Lloyd Blankfein Compares Fiscal Cliff To World War II

Lloyd Blankfein Compares Fiscal Cliff To World War II
FILE - In this Monday, Sept. 24, 2012, file photo, Lloyd Blankfein, Chairman and CEO of Goldman Sachs, attends the Clinton Global Initiative in New York. Goldman Sachs easily beat analysts' estimates for earnings and revenue in 2012's third quarter, bouncing back from a loss in the same period a year ago. The investment bank also said it would raise its dividend. (AP Photo/Mark Lennihan)
FILE - In this Monday, Sept. 24, 2012, file photo, Lloyd Blankfein, Chairman and CEO of Goldman Sachs, attends the Clinton Global Initiative in New York. Goldman Sachs easily beat analysts' estimates for earnings and revenue in 2012's third quarter, bouncing back from a loss in the same period a year ago. The investment bank also said it would raise its dividend. (AP Photo/Mark Lennihan)

CEOs are springing into action to save the country, just as they did during World War II, according to the CEO of Goldman Sachs.

Lloyd Blankfein, the head of Goldman Sachs, compared CEOs' fight on Capitol Hill to avert the fiscal cliff to CEOs' contributions to World War II, in an interview with CNBC reporter Eamon Javers.
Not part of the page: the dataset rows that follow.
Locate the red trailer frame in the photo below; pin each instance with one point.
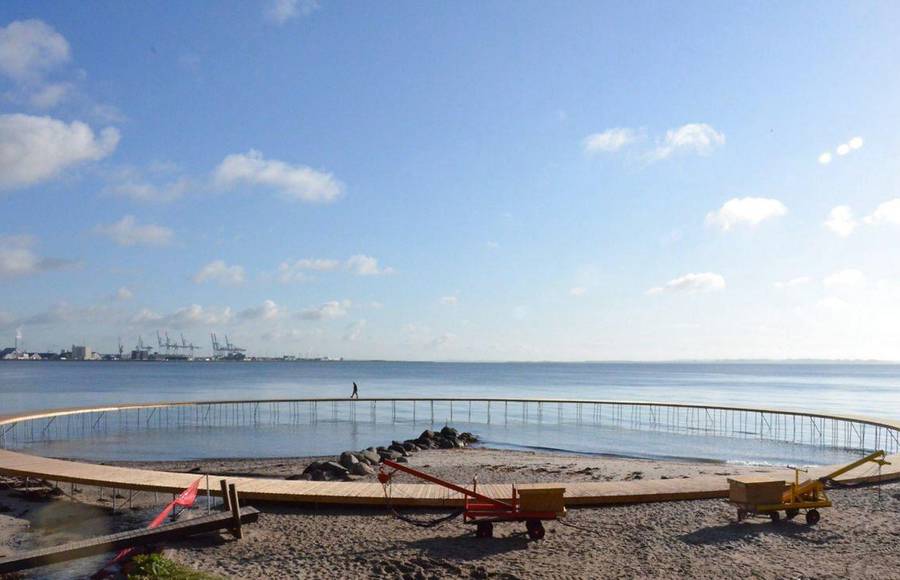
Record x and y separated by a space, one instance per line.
480 510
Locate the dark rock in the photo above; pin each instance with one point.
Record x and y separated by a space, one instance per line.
348 459
372 456
399 449
361 469
335 467
315 465
389 454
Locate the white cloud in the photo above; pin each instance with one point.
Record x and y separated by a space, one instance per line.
745 210
220 272
196 315
327 311
832 303
886 213
610 140
268 310
841 221
698 138
360 264
363 265
844 279
35 149
841 150
280 11
18 258
794 282
295 182
355 331
189 316
692 284
29 49
145 315
127 232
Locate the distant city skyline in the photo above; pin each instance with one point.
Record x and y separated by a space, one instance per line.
491 181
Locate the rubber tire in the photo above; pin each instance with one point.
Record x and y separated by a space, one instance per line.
535 529
484 530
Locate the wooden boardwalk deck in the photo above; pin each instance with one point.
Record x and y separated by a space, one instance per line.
403 494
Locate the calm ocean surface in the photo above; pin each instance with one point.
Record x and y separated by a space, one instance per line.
869 389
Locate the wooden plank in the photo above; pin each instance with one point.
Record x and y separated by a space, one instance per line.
223 484
235 511
121 540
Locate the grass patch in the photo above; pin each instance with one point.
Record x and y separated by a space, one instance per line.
158 567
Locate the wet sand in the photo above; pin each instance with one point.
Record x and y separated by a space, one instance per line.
859 538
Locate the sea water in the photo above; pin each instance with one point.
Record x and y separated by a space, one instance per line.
867 389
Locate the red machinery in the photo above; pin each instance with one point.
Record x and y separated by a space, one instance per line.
531 506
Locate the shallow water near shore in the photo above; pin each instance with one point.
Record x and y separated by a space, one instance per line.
871 389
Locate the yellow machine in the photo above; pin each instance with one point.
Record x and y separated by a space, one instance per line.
762 496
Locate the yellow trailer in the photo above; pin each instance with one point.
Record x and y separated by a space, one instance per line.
765 496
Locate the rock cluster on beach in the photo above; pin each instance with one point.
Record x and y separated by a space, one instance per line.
354 465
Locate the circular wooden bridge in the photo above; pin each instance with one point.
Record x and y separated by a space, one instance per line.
849 433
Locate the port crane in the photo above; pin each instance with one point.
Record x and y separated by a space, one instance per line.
228 350
188 346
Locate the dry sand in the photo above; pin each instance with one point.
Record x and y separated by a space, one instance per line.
859 538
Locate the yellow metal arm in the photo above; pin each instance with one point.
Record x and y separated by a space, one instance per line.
816 487
876 457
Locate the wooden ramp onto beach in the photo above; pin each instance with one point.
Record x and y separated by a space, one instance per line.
122 540
402 494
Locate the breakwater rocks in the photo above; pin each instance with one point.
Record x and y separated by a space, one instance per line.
356 465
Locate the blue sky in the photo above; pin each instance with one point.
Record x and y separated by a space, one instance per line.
478 181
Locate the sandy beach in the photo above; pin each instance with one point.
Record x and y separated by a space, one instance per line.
856 539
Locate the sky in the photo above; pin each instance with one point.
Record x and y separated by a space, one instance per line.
453 181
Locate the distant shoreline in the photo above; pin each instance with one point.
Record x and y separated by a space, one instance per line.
486 362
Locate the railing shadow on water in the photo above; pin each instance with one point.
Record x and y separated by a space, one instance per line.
617 427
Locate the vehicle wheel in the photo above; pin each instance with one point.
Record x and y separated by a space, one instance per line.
535 529
484 530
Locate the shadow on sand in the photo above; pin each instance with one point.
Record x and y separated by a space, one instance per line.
468 547
736 531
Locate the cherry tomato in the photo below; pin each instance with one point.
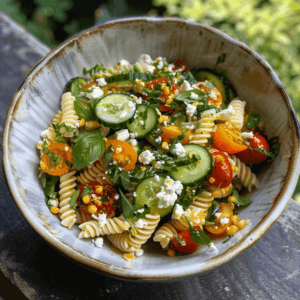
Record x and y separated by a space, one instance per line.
95 198
179 64
222 171
190 245
63 151
218 228
258 141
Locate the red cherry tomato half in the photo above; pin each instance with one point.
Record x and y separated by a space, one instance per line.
258 141
222 171
190 245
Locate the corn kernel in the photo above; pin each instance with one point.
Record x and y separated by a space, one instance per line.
242 224
232 230
211 180
166 91
169 101
171 252
86 199
165 145
99 189
82 122
92 209
54 210
232 199
235 220
216 194
128 256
"There have been times in our history when I know the business community was very, very engaged in the affairs of our country and added a particular area of expertise that was valued at that time," Blankfein told Javers on Wednesday. "For example in the war, when it came time to increase production, of course the CEOs came down."
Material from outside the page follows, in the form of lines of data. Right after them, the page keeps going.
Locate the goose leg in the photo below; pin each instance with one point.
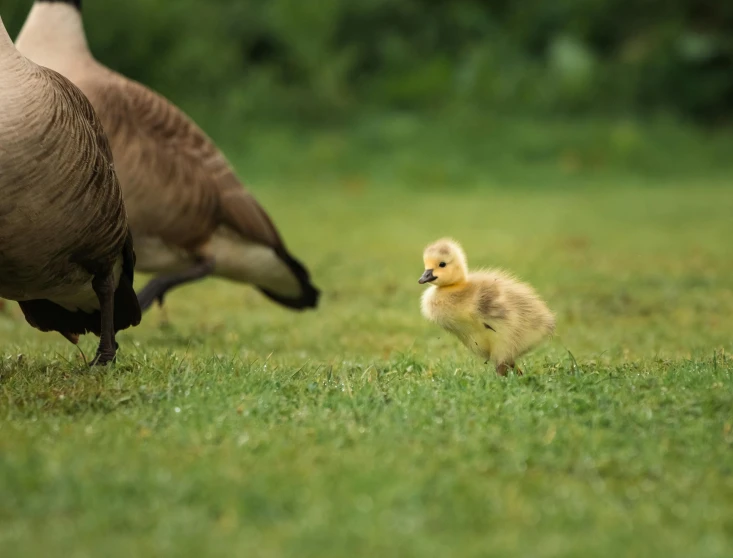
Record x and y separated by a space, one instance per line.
104 288
157 287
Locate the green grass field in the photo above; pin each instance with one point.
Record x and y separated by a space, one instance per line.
362 430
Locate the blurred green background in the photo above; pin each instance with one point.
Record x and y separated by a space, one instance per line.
332 58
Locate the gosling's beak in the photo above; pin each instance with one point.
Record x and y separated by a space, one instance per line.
427 277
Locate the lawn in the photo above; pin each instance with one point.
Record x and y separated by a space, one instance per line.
360 429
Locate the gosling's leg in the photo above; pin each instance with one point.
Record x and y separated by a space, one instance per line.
104 288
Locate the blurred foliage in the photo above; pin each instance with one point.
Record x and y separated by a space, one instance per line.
329 57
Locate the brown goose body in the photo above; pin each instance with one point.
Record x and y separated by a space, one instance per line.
190 215
65 250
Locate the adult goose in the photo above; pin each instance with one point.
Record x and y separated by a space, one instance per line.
190 215
66 253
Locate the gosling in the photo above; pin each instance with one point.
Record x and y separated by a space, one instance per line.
493 314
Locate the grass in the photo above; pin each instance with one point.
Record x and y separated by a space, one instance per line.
360 429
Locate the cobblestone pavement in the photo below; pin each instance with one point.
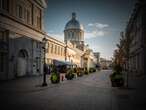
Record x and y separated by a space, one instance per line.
90 92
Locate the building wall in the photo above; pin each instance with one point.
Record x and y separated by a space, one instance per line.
54 50
21 20
136 31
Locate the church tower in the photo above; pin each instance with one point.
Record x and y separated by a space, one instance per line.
74 33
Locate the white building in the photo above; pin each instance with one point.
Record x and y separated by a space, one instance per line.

The comparison sparked jokes on Twitter, where people wrote hypothetical fiscal cliff/World War II movie titles with the hashtag #FiscalCliffWWIIMovies:

Fourteen CEOs of major companies, including Blankfein, met with President Barack Obama Wednesday to discuss their concerns about the fiscal cliff, a set of tax hikes and spending cuts scheduled to take place on Jan. 1 if lawmakers don't reach a deficit reduction deal.

"We and everybody else in the country have a lot of stake," Blankfein told Bloomberg TV on Wednesday. "Our interests are aligned with the success of the United States economy. That's what we're interested in."

CEOs including Blankfein have been warning that the fiscal cliff could hurt business investment, hiring and the economy as a whole, and they have been calling for cuts to the social safety net to avert it. Dozens of major CEOs, including Blankfein, are members of the CEO council of the campaign Fix the Debt, which calls for cuts to Medicare and Medicaid and vague Social Security reform to address the deficit. More than 80 CEOs, including Blankfein, also signed a recent letter calling for deficit reduction.

Blankfein has said he supports long-term deficit reduction instead of immediate cuts. He said in September that "you can't austere yourself into a higher GDP" and that "it's not going to be very good if the medicine kills the patient."

Blankfein's World War II comparison may not have seemed so unusual to him. The Goldman Sachs CEO made a similar argument earlier this month in a Wall Street Journal op-ed, writing that Obama should channel FDR in repairing his relationship with the business community, which has become "strained and unproductive."